The end of high school is an exciting part in anyone’s life. It’s like taking an introductory class in adulthood. A kid, as young as 16 years of age, will get the chance to choose where he wants to study for college, with his or her parents’ help of course.
Students weigh their options in what courses to take and which schools could help prepare them for the future. High school graduates have a clean slate. Anything and everything they did before will not matter anymore heading to college.
However, in the UAAP, in the league considered to be the most prestigious school-based sporting organization in the Philippines, student-athletes are not given the same liberties as other students.
Yes, they are free to choose whichever school to attend but choosing the wrong one could get them punished.
On September 5, Jerie Pingoy will officially be a member of the Ateneo Blue Eagles in the UAAP. A product of the FEU-FERN Baby Tamaraws, Pingoy graduated from high school two years ago. He was a good player, a vital cog in the success of FEU’s high school but he decided to move to Ateneo which was then celebrating its fifth straight UAAP championship in men’s basketball.
Instead of starting college and playing for Ateneo, the UAAP Board passed the Jerie Pingoy Rule, which stated that players who transfer from one UAAP school to another will be required to sit out two years before getting to play, unless the student-athlete gets a release from the school he or she is living.
This used to be the case for college-to-college transfers but Pingoy’s decision to move to Ateneo covered students fresh out of high school.

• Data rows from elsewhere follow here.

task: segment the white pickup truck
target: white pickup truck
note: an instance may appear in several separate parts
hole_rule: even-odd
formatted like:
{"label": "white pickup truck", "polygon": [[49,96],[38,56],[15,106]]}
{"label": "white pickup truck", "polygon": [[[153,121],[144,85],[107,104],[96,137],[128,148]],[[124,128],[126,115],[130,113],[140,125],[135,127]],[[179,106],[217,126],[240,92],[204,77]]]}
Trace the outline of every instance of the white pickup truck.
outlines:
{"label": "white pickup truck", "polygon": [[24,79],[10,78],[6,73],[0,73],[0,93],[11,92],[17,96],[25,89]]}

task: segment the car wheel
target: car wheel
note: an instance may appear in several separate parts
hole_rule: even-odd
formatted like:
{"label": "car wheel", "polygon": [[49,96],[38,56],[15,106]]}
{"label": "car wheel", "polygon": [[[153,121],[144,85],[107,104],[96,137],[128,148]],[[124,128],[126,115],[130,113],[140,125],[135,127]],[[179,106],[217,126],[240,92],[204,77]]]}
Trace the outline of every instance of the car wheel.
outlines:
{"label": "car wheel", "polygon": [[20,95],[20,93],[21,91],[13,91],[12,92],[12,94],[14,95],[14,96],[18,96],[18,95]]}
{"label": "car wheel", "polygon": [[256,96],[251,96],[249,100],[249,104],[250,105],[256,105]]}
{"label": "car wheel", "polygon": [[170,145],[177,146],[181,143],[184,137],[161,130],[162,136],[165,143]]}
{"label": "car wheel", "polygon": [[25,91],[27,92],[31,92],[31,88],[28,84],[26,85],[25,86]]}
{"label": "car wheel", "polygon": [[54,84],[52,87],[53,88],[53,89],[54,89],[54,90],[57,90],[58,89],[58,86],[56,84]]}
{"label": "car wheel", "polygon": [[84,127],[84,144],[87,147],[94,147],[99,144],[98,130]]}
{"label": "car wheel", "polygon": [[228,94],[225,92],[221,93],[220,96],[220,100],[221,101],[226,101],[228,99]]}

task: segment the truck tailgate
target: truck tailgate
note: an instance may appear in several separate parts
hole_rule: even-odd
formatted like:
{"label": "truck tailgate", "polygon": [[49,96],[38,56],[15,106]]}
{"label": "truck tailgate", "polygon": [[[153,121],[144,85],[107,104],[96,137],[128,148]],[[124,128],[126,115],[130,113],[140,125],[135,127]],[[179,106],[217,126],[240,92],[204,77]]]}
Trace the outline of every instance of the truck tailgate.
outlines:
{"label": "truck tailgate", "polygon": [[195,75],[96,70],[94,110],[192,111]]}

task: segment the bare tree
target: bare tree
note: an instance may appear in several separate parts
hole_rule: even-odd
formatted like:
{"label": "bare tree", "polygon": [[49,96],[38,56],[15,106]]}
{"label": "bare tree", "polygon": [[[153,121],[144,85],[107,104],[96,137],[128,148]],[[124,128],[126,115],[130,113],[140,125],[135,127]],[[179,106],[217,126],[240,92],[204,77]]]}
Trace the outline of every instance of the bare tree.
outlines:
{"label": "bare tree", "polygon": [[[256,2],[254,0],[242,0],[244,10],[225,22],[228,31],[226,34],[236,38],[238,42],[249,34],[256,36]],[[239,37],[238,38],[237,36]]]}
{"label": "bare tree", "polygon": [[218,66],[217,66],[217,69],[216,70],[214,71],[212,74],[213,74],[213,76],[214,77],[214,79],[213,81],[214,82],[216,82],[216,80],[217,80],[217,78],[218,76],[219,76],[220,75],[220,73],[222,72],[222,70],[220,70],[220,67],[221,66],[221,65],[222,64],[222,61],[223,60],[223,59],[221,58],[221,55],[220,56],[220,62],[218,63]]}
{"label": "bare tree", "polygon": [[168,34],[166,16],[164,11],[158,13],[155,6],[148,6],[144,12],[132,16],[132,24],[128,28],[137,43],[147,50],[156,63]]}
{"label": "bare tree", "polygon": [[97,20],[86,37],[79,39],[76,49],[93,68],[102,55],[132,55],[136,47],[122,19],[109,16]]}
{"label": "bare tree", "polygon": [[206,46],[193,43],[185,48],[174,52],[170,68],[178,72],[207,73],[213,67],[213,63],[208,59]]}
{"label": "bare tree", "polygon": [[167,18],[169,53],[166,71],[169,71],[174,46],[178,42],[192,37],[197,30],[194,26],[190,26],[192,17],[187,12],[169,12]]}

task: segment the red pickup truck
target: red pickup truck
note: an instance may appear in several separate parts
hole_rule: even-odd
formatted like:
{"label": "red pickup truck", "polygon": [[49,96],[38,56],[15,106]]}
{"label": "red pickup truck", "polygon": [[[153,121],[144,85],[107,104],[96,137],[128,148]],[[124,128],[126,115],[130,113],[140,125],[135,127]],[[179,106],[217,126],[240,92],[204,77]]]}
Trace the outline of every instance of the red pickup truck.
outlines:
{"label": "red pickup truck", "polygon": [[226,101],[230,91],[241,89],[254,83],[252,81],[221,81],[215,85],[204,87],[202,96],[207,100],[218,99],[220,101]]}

While college-to-college transfers have always been costly in the UAAP, high school-to-college transfers weren’t always this way.
It all started when Soc Rivera, another product of the FEU-FERN system, decided to move to the University of the Philippines for college. Back in UAAP Season 69, Rivera led the Baby Tamaraws to a stint in the UAAP juniors basketball finals where they lost to Ateneo. He was named as a member of the Mythical Five and was supposed to be a vital part of FEU’s collegiate campaign.

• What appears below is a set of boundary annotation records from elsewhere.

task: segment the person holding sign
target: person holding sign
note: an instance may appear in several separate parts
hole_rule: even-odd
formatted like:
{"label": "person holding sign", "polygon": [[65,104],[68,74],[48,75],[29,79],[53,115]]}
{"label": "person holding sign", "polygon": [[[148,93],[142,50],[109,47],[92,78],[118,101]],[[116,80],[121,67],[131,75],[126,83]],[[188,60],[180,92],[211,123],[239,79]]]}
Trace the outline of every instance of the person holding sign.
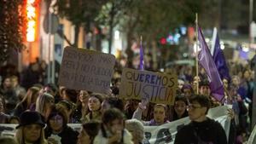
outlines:
{"label": "person holding sign", "polygon": [[91,120],[102,120],[102,102],[103,95],[101,94],[92,94],[88,101],[89,113],[82,119],[82,123],[86,123]]}
{"label": "person holding sign", "polygon": [[207,117],[211,107],[209,99],[203,95],[194,95],[189,102],[189,116],[191,122],[177,131],[174,144],[227,144],[227,136],[221,124]]}
{"label": "person holding sign", "polygon": [[141,120],[145,126],[161,125],[169,123],[169,121],[166,120],[167,107],[164,104],[155,104],[153,111],[154,118],[150,121],[143,121],[142,115],[146,109],[146,104],[144,103],[147,102],[143,101],[142,103],[139,103],[137,109],[133,113],[132,118]]}
{"label": "person holding sign", "polygon": [[20,115],[20,122],[16,127],[15,135],[18,144],[49,144],[44,138],[44,117],[38,112],[25,111]]}

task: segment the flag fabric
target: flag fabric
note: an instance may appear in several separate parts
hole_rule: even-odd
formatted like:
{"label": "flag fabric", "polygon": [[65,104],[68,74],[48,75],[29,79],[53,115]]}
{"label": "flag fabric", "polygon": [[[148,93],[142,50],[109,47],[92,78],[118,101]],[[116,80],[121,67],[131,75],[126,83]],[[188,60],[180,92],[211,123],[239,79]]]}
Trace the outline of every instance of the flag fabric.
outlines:
{"label": "flag fabric", "polygon": [[229,68],[226,64],[225,56],[220,49],[219,44],[219,37],[218,36],[218,33],[216,33],[216,39],[215,39],[215,44],[214,44],[214,51],[213,51],[213,60],[216,65],[216,67],[218,71],[218,73],[220,75],[221,79],[227,79],[230,81],[230,76],[229,73]]}
{"label": "flag fabric", "polygon": [[140,43],[140,70],[144,70],[144,58],[143,58],[143,42],[141,40]]}
{"label": "flag fabric", "polygon": [[205,69],[208,80],[210,82],[211,94],[218,101],[223,102],[224,100],[224,87],[220,79],[218,69],[215,66],[210,50],[205,41],[204,36],[201,28],[198,28],[198,40],[201,47],[201,51],[198,54],[198,60],[201,66]]}

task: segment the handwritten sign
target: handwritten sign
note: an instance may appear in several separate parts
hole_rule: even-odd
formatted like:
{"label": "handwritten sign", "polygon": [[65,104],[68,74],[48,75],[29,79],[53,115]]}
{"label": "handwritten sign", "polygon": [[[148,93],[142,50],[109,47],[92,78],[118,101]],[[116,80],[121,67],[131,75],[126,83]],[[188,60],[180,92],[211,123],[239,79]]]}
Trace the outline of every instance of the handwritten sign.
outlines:
{"label": "handwritten sign", "polygon": [[125,68],[119,89],[120,96],[173,105],[177,83],[174,75]]}
{"label": "handwritten sign", "polygon": [[114,62],[115,57],[112,55],[66,47],[59,84],[106,94],[110,87]]}

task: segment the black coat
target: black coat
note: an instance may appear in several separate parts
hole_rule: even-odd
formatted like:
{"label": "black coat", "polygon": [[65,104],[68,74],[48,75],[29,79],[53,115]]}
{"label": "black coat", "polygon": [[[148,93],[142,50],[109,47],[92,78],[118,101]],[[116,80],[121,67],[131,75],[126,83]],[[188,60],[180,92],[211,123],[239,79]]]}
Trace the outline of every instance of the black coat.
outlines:
{"label": "black coat", "polygon": [[207,118],[201,123],[191,122],[181,128],[174,144],[227,144],[227,136],[221,124]]}

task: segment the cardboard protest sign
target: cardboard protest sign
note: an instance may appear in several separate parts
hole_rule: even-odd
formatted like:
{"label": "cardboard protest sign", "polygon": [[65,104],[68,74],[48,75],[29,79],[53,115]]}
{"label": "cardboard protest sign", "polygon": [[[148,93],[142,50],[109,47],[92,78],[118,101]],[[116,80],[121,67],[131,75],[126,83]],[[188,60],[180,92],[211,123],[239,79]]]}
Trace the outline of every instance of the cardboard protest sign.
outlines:
{"label": "cardboard protest sign", "polygon": [[128,99],[144,99],[154,103],[173,105],[177,84],[177,77],[174,75],[125,68],[119,95]]}
{"label": "cardboard protest sign", "polygon": [[106,94],[110,87],[114,62],[113,55],[66,47],[59,84],[69,89]]}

The drawback for Rivera was that he’ll have to pay his dues on the bench in a loaded FEU squad. If he moved to UP, he’ll have all the playing time that he wants. This gave birth to the Soc Rivera Rule that forced high school-to-college transfers to sit out one year before playing. This later on morphed into the Jerie Pingoy Rule.

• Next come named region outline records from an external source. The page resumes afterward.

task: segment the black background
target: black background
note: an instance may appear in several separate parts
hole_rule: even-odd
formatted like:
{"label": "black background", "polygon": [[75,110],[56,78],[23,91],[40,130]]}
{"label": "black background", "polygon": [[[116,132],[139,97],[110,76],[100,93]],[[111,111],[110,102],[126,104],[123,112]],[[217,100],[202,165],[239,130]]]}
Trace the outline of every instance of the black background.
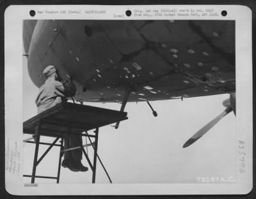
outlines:
{"label": "black background", "polygon": [[[256,198],[255,189],[255,136],[253,136],[253,189],[246,195],[198,195],[198,196],[18,196],[10,195],[5,190],[4,185],[4,10],[9,5],[29,5],[29,4],[236,4],[248,6],[252,10],[252,42],[253,42],[253,66],[255,63],[255,25],[256,25],[256,1],[255,0],[194,0],[194,1],[82,1],[82,0],[0,0],[0,198]],[[239,14],[239,13],[238,13]],[[253,77],[255,70],[253,67]],[[253,79],[253,85],[255,79]],[[254,91],[253,87],[253,91]],[[253,94],[253,104],[255,101],[255,94]],[[17,99],[19,100],[19,99]],[[253,105],[253,124],[255,111]],[[255,134],[253,128],[253,135]],[[124,171],[125,172],[125,171]]]}

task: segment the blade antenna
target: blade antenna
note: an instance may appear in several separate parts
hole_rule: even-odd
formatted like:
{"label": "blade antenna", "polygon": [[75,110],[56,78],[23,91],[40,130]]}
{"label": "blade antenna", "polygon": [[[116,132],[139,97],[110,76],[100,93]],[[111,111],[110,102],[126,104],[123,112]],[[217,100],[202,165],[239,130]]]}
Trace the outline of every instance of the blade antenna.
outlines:
{"label": "blade antenna", "polygon": [[157,117],[157,113],[156,112],[156,111],[154,110],[153,109],[151,105],[149,103],[149,101],[147,101],[147,103],[148,103],[149,107],[150,107],[150,108],[151,108],[151,110],[152,110],[152,113],[153,113],[154,116]]}
{"label": "blade antenna", "polygon": [[223,117],[227,115],[232,110],[231,107],[227,107],[221,114],[215,117],[210,122],[201,128],[198,131],[195,133],[185,144],[183,145],[183,148],[188,147],[192,144],[195,142],[197,140],[200,138],[205,135],[211,128],[212,128],[216,124],[217,124]]}
{"label": "blade antenna", "polygon": [[[124,93],[124,96],[123,99],[123,102],[122,103],[120,112],[124,112],[124,108],[125,107],[126,103],[127,103],[129,96],[131,93],[131,89],[129,87],[125,87],[125,91]],[[115,126],[115,128],[118,128],[120,122],[117,122],[116,125]]]}

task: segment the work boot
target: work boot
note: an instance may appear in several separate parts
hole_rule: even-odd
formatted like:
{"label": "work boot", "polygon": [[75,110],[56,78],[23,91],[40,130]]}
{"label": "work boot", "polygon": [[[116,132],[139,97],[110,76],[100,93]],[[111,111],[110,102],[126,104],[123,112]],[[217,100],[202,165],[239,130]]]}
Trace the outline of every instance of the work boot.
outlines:
{"label": "work boot", "polygon": [[76,164],[75,161],[73,159],[64,158],[63,161],[62,161],[61,166],[64,168],[68,168],[72,172],[79,172],[81,171],[80,166],[78,166],[77,164]]}
{"label": "work boot", "polygon": [[79,169],[81,172],[87,172],[88,170],[88,167],[83,165],[82,163],[81,162],[81,160],[76,161],[76,165],[77,166],[77,168]]}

The UAAP is capable of making great decisions that would benefit the students of their member schools. Yet, this is by no means the norm.
There’s no problem with a school’s athletic program looking out for its best interest. The problem is when protecting their programs harms the student-athletes.
School transfers are not all that uncommon. The problem with the transfer of student-athletes is the assumption that the exchange of money is involved in the discernment process.
Stories about huge signing bonuses, giant allowances, condos, cars, and lenient academic requirements have proliferated the collegiate athletic scene for years now.
When BJ Manalo decided to transfer from Ateneo in high school to La Salle in college, the fans of the Blue Eagles cried to the high heavens. Yet, Manalo was never presumed guilty. He was allowed to play for the Green Archers immediately.
Now, however, all student-athletes are presumed guilty. The sit-out is their punishment.
It’s time to tilt the balance back to the favor of the youngsters and Senator Pia Cayetano has been leading the charge. It is every Filipino youth’s right to get an education. It is also their right to play sports and represent their chosen schools.
If other institutions think that money is involved in the process, then they need to address that problem and stop trying to deal with the symptoms, which in turn hurt the student-athletes.
Schools need to start thinking about taking care of kids again.